Bloodbath in Indonesia (2009): 127 pages. Discusses a very
important, but often ignored event in history: the wholesale
slaughter of communists and working class sympathizers in
Indonesia (conservative estimates put the number of victims at
half a million).
The blunt name of the book is the author's way of pointing out this lack of interest in what can only be described as a genocide. Started by the military, with the support, backing, and encouragement of amerika and britain, the massacre was carried out by different elements of society, all with clear instructions from the top and under the general control of the military. The main perpetrators besides the military itself were nationalist youth groups and islamist groups, both of whose political philosophies to this day focus an inordinate amount of hatred against the left. One of the many important points that this book makes is the extent of islamist involvement in the slaughter: many islamist groups organized lynch parties armed with knives and sticks to kill communists (of course killing many non-political people in the process), and these same groups then went on to rule the country after Suharto.
Another point to be made on this general subject is the admiration for youth movements which started in the 60's and 70's and is still unfortunately with us. I would like to add a brief quote from a speech of Isaac Deutscher's here that is very appropriate: “Any political movement which bases itself only on students is characterized by a basic political and moral instability. The students now  play a very big role in various countries all over the world. Don't forget that behind the slaughter of several hundred thousand unarmed and defenseless communists, men, women, and children, in Indonesia, the driving force was the students...I remember also a time when the students were in the vanguard of fascist movements in Europe. I remember the students in my native country who vented all their political energy on forcing through the segregation of the Jews in the University of Warsaw. The role of students is transient. They are not a stable element in society; they are, if you allow me to use this despised term, ideologically unstable.”

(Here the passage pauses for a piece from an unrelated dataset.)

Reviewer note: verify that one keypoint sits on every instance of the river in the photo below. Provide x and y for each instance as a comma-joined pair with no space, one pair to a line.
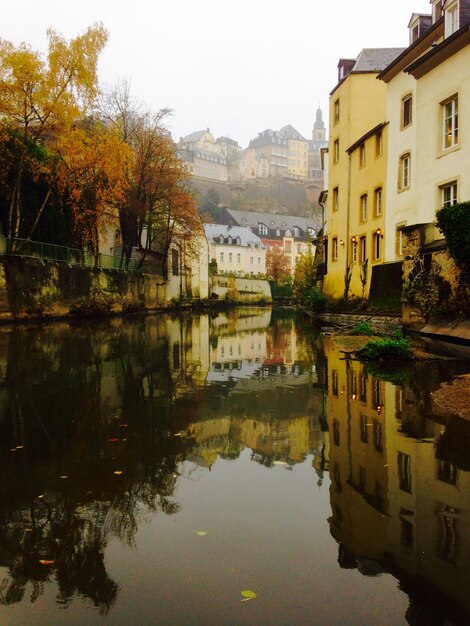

Finally, the biggest question that comes to mind: How did the PKI, the largest (non-ruling) communist party in the world at the time come to be wiped out by force? This is a very complex question, but I will delve into this issue briefly. The PKI at this point was not following the Soviet line anymore, but had switched to the Chinese line, which despite giving it more freedom to act on its own, didn't at all free it from the stifling effects of stalinism. The PKI had compromised itself early on after WWII by joining forces, in a way, with Sukarno and assuming that they could string their partnership on long enough to be completely sure of taking power. But the military was always opposed to the PKI, and although Sukarno was outspokenly anti-imperialist, he was still a nationalist dictator who was politically unreliable and in the end an enemy of a real socialist revolution. The amerikans hated Sukarno and thus they funded the army directly, and were able to get it to be more loyal to them than to Sukarno. This is a point which never can be stressed enough: if as revolutionaries we put any faith or hope in a government that is not directly in control of the people, or unite with nationalist or liberal elements, not only will we suffer for it with our own blood, but the cause of the revolution will be fatally, if not mortally wounded.